O Departamento de Estado dos Estados Unidos informou em 24 de agosto de 2026 que trabalha em conjunto com o Departamento de Segurança Interna, o DHS, para identificar e cassar vistos de não imigrantes de estrangeiros que entraram no país como visitantes de curta duração e depois solicitaram asilo. O comunicado oficial não fixou quantas pessoas seriam atingidas. Documentos do próprio departamento e duas autoridades americanas, obtidos por uma agência internacional de notícias, apontam que a medida pode alcançar até 200 mil titulares de vistos B1 e B2 emitidos entre 2016 e 2026. Se for aplicada nessa dimensão, será a maior revogação coletiva de vistos da história americana.
O visto B1 é destinado a viagens de negócios e o B2 a turismo, visita a familiares e tratamento médico. Em ambos, o solicitante declara no processo que não pretende permanecer de forma definitiva e precisa demonstrar intenção de retornar ao país de origem. Tommy Pigott, porta-voz do Departamento de Estado, afirmou que o órgão está identificando com o DHS os casos de quem chegou dizendo que seria visitante temporário e depois pediu asilo para ficar. Ele não revelou o número de atingidos e disse que a análise e as revogações devem ocorrer de forma gradual.
Os dois lados que cobriram o caso convergem nos fatos centrais. A cobertura de centro e a cobertura de direita registram igualmente que a perda do visto não produz deportação imediata: quem tem processo de asilo pendente deve ser reclassificado e seguir com o pedido em análise, ainda que perca a condição de visitante autorizado a negócios ou turismo. As duas também situam a medida numa sequência mais longa de restrições adotadas no segundo mandato de Donald Trump, que inclui a exigência de mais informações sobre redes sociais dos solicitantes, depósitos elevados para certos pedidos, suspensão de emissão para cidadãos de alguns países e cerca de 175 mil vistos já revogados nos últimos 18 meses.
A divergência está no que cada lado coloca em primeiro plano. Veículos de direita organizam a matéria em torno do argumento de controle: destacam que o visto de turista é concedido mediante declaração de estadia temporária, reproduzem a crítica do vice-secretário de Estado Christopher Landau a pedidos de asilo que funcionariam como brecha para contornar a lei migratória, citam o caso individual de um colombiano que entrou com visto de turismo em 2015 e depois pediu asilo, e listam ao lado o combate ao chamado turismo de nascimento. Nenhuma voz de afetados ou de entidades civis aparece nessa cobertura. A cobertura de centro apresenta a mesma justificativa oficial, mas acrescenta o contraponto: grupos de direitos humanos afirmam que a repressão migratória em curso violou os direitos à liberdade de expressão e ao devido processo legal e criou um ambiente inseguro, sobretudo para minorias étnicas que relatam perfilamento racial. Registra ainda que parte das revogações anteriores atingiu estrangeiros que se manifestaram publicamente contra políticas americanas para o Oriente Médio. Veículos de esquerda não produziram cobertura própria sobre o anúncio no conjunto analisado; a leitura provável desse campo, a partir dos fatos já relatados, é a de que punir com a cassação do visto quem exerceu um direito previsto em tratados internacionais transforma um procedimento legal em presunção de fraude.

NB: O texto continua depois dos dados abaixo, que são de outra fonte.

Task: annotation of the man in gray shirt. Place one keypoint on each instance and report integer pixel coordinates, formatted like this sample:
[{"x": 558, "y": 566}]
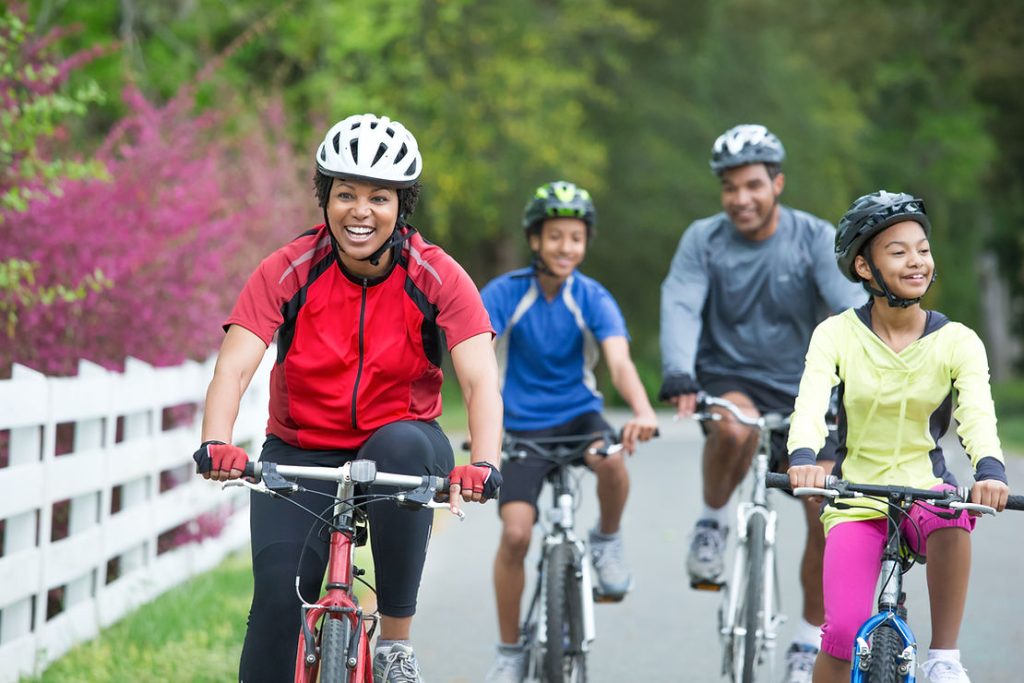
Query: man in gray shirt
[{"x": 744, "y": 291}]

O que ainda não se sabe é substancial. Não há data para o anúncio formal, e o número de 200 mil é uma estimativa que o próprio governo diz poder mudar. Os documentos analisados não indicam quantos titulares atuais de B1 e B2 têm pedido de asilo em andamento, de modo que a proporção real de afetados permanece indefinida. Também não está claro qual será a situação migratória exata de quem for reclassificado, nem o efeito sobre autorização de trabalho e permanência de famílias. Por fim, resta a via judicial: tentativas anteriores do governo de restringir a cidadania por nascimento foram barradas pela Justiça americana, inclusive pela Suprema Corte, e a revogação em massa dos vistos B1 e B2 deve enfrentar contestação semelhante caso saia do papel.